An experience recognized by almost all of the Jewish students on this trip is the way that their views on Israel have both stayed the same and changed. All of the Jewish students have previously been to Israel, and this trip has been a time to verify certain beliefs and challenge others. Here many of us have randomly run into friends and family from home, proving that for many people Jerusalem is a place for connection and unification. Jerusalem brings Jews together, which we have definitely experienced over our three weeks here. This trip has also been a way for us to expand on and change our opinions of Israel that some of us gained through Birthright. Five of the Jewish students have been on Birthright, and many of us believe that Birthright teaches Jews to love Israel without understanding its complexities. Through classes and conversations, our eyes have truly been opened to the conflicts that this country faces that we were not previously taught. What is extremely special for some of us, however, is that we have learned that we do in fact love Israel, even if it is for a different reason or in a different way than we thought from Birthright. 

 

A couple of other perspectives shared at dinner last night include gaining an open mind about Judaism and learning why people identify with it. Many members of our group who did not know a lot about the Jewish religion have learned enough about Judaism to really understand and accept it. Those of us who are Jewish have also gained a sense for how Jerusalem is significant to the other monotheistic religions, and have learned why this place is important for everyone, not just the Jews. Some people have even learned why their families identify with the Jewish religion. It is not just a practice affiliated only with religion; Judaism is a culture and community that people can identify with both in Jerusalem and throughout the rest of the world.
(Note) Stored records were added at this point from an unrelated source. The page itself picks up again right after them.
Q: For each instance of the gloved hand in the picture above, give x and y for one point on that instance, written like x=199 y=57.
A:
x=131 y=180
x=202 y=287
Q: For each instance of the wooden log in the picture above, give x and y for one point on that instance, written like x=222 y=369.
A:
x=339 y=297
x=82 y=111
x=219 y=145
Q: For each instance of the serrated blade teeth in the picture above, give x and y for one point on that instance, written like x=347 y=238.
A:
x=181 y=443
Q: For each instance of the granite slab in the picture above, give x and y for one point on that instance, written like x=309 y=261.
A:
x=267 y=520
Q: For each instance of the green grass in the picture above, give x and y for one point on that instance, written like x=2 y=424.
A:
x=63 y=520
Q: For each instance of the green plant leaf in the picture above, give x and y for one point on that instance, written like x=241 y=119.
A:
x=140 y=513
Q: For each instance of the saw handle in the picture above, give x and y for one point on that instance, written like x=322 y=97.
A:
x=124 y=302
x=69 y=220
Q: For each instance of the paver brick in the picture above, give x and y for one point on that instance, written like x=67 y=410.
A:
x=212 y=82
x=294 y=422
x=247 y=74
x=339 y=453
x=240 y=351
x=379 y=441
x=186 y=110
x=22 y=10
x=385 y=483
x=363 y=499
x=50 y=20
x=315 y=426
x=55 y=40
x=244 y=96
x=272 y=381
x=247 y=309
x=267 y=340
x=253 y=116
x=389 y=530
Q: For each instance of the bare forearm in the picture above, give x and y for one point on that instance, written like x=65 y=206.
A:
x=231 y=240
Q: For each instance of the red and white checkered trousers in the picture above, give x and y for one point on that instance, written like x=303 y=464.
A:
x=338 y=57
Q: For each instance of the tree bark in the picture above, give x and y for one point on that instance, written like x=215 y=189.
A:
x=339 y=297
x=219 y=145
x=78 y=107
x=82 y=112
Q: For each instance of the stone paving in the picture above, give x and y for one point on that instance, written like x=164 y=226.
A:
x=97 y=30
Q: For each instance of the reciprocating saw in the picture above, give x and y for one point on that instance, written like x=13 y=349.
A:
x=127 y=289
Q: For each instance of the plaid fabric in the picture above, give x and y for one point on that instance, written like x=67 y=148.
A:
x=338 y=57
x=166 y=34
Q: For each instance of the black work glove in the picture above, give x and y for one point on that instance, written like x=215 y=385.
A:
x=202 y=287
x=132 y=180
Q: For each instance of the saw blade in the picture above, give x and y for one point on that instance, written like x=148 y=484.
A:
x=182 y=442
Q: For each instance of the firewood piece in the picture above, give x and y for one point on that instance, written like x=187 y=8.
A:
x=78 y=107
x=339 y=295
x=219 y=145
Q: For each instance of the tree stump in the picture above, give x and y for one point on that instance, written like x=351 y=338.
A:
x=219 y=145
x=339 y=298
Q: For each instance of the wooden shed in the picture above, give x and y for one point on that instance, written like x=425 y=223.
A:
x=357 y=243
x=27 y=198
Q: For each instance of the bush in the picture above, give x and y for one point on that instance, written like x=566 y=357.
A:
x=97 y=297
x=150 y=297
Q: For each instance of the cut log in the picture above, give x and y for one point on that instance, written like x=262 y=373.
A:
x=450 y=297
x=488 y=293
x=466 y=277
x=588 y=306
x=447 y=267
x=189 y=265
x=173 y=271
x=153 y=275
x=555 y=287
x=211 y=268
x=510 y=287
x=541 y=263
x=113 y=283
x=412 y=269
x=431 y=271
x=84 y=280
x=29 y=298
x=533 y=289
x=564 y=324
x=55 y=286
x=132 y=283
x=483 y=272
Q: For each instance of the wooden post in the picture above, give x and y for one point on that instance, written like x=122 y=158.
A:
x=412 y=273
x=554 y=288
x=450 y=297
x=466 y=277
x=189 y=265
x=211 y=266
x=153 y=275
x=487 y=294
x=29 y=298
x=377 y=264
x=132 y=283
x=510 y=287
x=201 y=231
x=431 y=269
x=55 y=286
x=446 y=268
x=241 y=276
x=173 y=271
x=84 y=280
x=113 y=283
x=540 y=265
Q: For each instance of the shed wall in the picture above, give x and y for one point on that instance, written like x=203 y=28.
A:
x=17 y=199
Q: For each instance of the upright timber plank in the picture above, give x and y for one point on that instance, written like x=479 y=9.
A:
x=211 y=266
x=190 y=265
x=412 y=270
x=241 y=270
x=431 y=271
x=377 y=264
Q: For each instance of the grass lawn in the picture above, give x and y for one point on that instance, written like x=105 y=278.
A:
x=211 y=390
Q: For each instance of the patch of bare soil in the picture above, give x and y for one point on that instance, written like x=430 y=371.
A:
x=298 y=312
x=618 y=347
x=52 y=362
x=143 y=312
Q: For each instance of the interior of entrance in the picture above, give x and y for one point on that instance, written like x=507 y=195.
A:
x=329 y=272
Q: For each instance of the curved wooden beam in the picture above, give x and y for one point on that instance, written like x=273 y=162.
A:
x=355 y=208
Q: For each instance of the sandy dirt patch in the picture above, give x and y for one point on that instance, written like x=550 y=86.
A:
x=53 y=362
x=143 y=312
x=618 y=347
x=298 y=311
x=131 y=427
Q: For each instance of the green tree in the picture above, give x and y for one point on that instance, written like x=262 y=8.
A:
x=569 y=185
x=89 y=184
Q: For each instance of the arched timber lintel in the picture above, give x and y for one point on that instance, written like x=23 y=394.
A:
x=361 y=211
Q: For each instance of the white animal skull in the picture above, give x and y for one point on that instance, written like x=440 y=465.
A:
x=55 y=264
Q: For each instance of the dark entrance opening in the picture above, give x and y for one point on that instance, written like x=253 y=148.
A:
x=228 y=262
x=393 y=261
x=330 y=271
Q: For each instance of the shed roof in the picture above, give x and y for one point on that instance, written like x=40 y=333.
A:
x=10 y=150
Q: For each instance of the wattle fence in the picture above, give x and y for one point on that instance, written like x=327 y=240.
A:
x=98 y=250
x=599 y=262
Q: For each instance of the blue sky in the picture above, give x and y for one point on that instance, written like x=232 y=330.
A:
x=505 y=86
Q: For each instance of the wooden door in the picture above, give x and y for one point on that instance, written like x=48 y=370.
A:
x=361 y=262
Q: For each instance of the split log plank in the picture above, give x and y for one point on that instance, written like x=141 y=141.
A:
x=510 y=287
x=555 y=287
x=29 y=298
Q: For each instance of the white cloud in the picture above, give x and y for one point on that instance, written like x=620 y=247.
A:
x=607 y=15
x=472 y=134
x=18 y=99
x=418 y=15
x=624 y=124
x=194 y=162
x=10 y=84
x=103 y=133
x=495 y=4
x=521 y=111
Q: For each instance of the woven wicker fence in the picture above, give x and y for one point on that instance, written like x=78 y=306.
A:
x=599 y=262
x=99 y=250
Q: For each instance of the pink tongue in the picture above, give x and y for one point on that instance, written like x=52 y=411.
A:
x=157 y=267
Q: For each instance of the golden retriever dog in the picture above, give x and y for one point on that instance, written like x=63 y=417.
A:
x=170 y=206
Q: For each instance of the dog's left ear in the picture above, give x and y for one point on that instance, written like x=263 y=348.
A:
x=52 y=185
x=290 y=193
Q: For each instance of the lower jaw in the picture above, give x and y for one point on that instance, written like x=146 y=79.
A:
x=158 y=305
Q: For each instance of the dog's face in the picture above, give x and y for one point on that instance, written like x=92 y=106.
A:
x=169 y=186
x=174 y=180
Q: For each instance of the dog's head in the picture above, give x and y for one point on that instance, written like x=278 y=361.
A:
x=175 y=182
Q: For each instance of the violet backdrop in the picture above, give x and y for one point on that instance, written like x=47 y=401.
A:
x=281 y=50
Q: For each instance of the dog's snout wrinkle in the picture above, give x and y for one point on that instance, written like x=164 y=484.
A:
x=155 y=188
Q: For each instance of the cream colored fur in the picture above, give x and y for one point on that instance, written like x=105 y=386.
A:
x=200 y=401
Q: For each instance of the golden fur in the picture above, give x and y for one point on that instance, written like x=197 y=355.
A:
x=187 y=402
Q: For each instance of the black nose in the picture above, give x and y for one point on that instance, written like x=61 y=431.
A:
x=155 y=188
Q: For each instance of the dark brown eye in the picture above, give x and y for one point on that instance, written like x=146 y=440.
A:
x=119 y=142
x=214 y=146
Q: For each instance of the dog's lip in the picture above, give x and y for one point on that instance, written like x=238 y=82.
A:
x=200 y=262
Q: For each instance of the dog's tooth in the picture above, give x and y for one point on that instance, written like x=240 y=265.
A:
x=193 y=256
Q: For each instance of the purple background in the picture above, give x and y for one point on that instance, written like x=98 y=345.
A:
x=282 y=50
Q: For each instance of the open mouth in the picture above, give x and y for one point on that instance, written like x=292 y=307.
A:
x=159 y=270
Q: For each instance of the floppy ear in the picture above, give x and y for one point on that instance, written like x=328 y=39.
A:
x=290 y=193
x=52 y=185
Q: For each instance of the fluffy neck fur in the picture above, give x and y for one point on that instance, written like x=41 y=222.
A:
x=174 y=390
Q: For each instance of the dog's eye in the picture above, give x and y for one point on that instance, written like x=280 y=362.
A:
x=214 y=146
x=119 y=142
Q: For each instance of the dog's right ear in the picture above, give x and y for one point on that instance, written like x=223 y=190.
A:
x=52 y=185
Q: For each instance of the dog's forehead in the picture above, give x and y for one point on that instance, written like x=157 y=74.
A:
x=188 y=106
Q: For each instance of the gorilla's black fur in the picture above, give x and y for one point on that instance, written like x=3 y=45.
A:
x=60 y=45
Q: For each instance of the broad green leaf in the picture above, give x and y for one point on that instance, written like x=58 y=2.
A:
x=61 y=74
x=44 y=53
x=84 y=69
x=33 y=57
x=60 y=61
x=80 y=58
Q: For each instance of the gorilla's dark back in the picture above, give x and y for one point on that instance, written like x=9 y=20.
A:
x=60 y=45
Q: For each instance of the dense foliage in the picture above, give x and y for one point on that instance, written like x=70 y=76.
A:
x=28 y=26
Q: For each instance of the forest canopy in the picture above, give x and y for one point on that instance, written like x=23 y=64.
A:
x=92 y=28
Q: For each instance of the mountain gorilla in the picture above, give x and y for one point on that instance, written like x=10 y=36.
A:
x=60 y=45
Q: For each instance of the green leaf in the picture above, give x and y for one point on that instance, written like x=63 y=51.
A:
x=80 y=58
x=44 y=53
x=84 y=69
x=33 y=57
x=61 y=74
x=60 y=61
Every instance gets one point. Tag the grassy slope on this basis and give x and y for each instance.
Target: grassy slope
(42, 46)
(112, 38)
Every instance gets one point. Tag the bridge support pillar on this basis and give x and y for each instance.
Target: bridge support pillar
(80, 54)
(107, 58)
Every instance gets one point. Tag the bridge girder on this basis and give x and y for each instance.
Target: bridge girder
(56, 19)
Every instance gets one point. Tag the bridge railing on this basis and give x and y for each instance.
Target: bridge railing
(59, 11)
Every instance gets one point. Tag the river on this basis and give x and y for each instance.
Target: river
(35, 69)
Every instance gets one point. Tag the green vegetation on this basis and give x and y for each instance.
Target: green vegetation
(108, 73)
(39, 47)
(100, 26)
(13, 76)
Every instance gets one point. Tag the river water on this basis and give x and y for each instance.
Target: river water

I can definitely say that I have learned a lot about myself and my connection with Judaism on this trip as well.

 

As we moved throughout the circle sharing our feelings about Jerusalem, I mentioned the way the city brings me a sense of peace that I have yet to find almost any where else. In the hustle and bustle of the city during the week, Jerusalem feels chaotic and like many other cities. Yet, at the same time, the people are so genuine and the place is so beautiful that I feel a constant sense of serenity. Two of the only places that make me feel this way are my synagogue and Jerusalem. I feel the most at peace on Shabbat in both places. Jerusalem is magnificent in the way that it shuts down for the Sabbath, and I feel the same peace at my synagogue on Shabbat as I do in this city. Shabbat is a time when I can forget all of my troubles and feel at peace, and Jerusalem truly brings me this calmness. I have come to love this city and the way that it changes my emotions. Jerusalem is such a powerful place for both myself and millions of other people. 

 

Psalm 137:5 says, “If I forget you, O Jerusalem, let my right hand forget its skill.” Tomorrow we leave Jerusalem. Having already seen many parts of this country, I’m struggling to grasp the idea of leaving this city. I do not know when I will be back, which I think I can say for all of us is a scary thought. If we have learned anything, it is that this place holds meaning to everyone in very different ways, but it signifies a tremendous moment in our lives. We are young and gaining great experiences, and Jerusalem is a place where we have spent three weeks of our college years. This may seem like a small amount of time, but we have obtained a great mount of knowledge and perspective in Jerusalem. We may be taking different insights away from our Jerusalem experiences, but all that we have learned we will carry with us for the rest of our lives. I am sad to leave Jerusalem, but I know that I am leaving with an incredible new sense of myself, my religion, and my people. I will never forget this place, and I am confident that I will one day return.